Vector Problems

**Paymemoney** · January 22nd 2010, 05:42 PM

Hi
Need help on the following questions:
1)

Find the terms of a and b:
i) $\vec{OD}$
ii) $\vec{DC}$
iii) $\vec{DE}$

2)In the following case find the vector resolutes of the first vector parallel to and perpendicular to the second vector.
$a=2i-2j+k$
$b=i+j+4k$

P.S

**VonNemo19** · January 22nd 2010, 05:50 PM

Originally Posted by Paymemoney

Hi
Need help on the following questions:
1)

Find the terms of a and b:
i) $\vec{OD}$
ii) $\vec{DC}$
iii) $\vec{DE}$

2)In the following case find the vector resolutes of the first vector parallel to and perpendicular to the second vector.
$a=2i-2j+k$
$b=i+j+4k$

P.S

Have you tried anything? Is your trouble with the concept of vectors in their component forms? Or, is it with the concept of when vector are cosidered to be orthoganal? If you were to show some work or ask a question, I could help you.

**Paymemoney** · January 22nd 2010, 06:30 PM

ok well i tired the first two and i got $\vec{OD}=2a+3b$ and $\vec{DC}=2a+4b$ .
I don't understand why this is incorrect, would you care to explain?

**Prove It** · January 22nd 2010, 07:42 PM

Originally Posted by Paymemoney

ok well i tired the first two and i got $\vec{OD}=2a+3b$ and $\vec{DC}=2a+4b$ .
I don't understand why this is incorrect, would you care to explain?

Please show HOW you got these answers...

**Paymemoney** · January 22nd 2010, 08:19 PM

well i looked at the diagram and counted the squares for a and b.

oops i forgot to add that $\vec{OA}=a$ and $\vec{OB}=b$

**Prove It** · January 22nd 2010, 08:53 PM

Well if you look at the grid, you'll see that 2 squares across = $\mathbf{b}$ and 1 square up = $\mathbf{a}$ .

Since $OD$ is 3 squares across, wouldn't it mean $1.5\mathbf{b}$ ? And then to go 2 squares up you would need to add $2\mathbf{a}$ ?

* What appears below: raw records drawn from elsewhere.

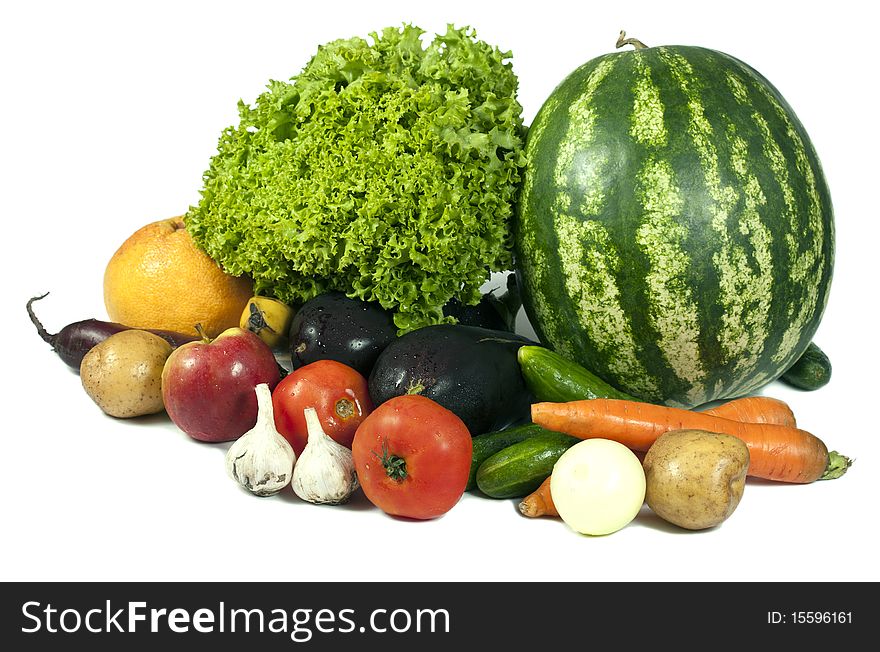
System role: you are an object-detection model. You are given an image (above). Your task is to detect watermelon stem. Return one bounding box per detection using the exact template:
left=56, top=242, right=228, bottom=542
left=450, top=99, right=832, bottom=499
left=614, top=30, right=648, bottom=50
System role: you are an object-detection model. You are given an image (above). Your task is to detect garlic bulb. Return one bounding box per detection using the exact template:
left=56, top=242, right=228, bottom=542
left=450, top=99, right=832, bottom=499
left=226, top=383, right=296, bottom=496
left=290, top=408, right=358, bottom=505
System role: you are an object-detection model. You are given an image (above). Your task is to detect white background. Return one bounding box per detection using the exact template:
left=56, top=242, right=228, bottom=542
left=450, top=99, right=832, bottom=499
left=0, top=0, right=880, bottom=581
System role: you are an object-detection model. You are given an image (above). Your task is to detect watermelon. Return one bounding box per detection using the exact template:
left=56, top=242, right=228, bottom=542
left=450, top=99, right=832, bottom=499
left=514, top=38, right=834, bottom=407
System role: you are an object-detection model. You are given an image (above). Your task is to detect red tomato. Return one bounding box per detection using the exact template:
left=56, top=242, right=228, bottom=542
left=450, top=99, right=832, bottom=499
left=351, top=394, right=473, bottom=519
left=272, top=360, right=373, bottom=457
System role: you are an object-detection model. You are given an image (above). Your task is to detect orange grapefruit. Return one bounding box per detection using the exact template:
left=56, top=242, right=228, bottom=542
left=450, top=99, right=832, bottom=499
left=104, top=217, right=253, bottom=337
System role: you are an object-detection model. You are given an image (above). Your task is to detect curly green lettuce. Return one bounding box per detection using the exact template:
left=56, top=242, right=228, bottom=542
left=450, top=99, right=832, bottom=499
left=186, top=26, right=525, bottom=331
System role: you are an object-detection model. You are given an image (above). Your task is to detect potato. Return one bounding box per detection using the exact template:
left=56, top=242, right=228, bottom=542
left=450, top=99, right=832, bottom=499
left=79, top=330, right=171, bottom=419
left=643, top=430, right=749, bottom=530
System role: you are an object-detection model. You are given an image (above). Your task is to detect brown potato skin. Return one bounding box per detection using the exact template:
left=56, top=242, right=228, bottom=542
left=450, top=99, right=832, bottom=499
left=643, top=430, right=749, bottom=530
left=80, top=330, right=172, bottom=419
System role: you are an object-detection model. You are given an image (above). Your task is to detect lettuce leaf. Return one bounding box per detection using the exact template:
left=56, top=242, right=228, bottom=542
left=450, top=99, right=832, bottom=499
left=186, top=25, right=525, bottom=331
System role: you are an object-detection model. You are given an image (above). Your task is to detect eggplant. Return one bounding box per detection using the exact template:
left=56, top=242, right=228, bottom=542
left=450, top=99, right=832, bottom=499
left=369, top=324, right=535, bottom=435
left=443, top=273, right=522, bottom=333
left=290, top=292, right=397, bottom=377
left=27, top=292, right=199, bottom=371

So $OD = 2\mathbf{a} + 1.5\mathbf{b}$ .

Now have a think about the others.

**HallsofIvy** · January 23rd 2010, 03:19 AM

Originally Posted by Paymemoney

Hi
Need help on the following questions:
1)

Find the terms of a and b:
i) $\vec{OD}$
ii) $\vec{DC}$
iii) $\vec{DE}$

What are a and b? Do you mean the coordinate vectors i and j? Or do you mean OA and OB?

2)In the following case find the vector resolutes of the first vector parallel to and perpendicular to the second vector.
$a=2i-2j+k$
$b=i+j+4k$

P.S

I gave you the formula here:
http://www.mathhelpforum.com/math-he...resolutes.html

**Paymemoney** · January 23rd 2010, 03:45 AM

Originally Posted by HallsofIvy

What are a and b? Do you mean the coordinate vectors i and j? Or do you mean OA and OB?

I gave you the formula here:
http://www.mathhelpforum.com/math-he...resolutes.html

I mean OA and OB.

yeh, but i get the wrong answer:
This is what i have done:
$(2i-2j+k) \cdot (\frac{i-j-4k}{\sqrt6})(\frac{i-j-4k}{\sqrt6})$

$(\frac{2+2-4}{\sqrt6})(\frac{i-j-4k}{\sqrt6})$

**HallsofIvy** · January 23rd 2010, 04:21 AM

Originally Posted by Paymemoney

I mean OA and OB.

yeh, but i get the wrong answer:
This is what i have done:
$(2i-2j+k) \cdot (\frac{i-j-4k}{\sqrt6})(\frac{i-j-4k}{\sqrt6})$

But you gave the second vector as i+j- 4k, not i- j- 4k

$(\frac{2+2-4}{\sqrt6})(\frac{i-j-4k}{\sqrt6})$

**Paymemoney** · January 23rd 2010, 02:55 PM

sorry about that, i made some typos.
Let me do it again, This is my full solution, according to the book's answers is incorrect.
$a=2i-2j+k$
$b=i+j+4k$

$=a \cdot \vec{b}(\vec{b})$
$=2i-2j+k \cdot (\frac{i+j+4k}{\sqrt6})(\frac{i+j+4k}{\sqrt6})$
$=\frac{4}{\sqrt6}(\frac{i+j+4k}{\sqrt6})$

$=\frac{4i}{6}+\frac{4j}{6}+\frac{16k}{6}$

$=\frac{4}{6}(i+j+4k)$

Now the answers says its $\frac{2}{9}(i+j+4k)$

I Hope this time i make sense.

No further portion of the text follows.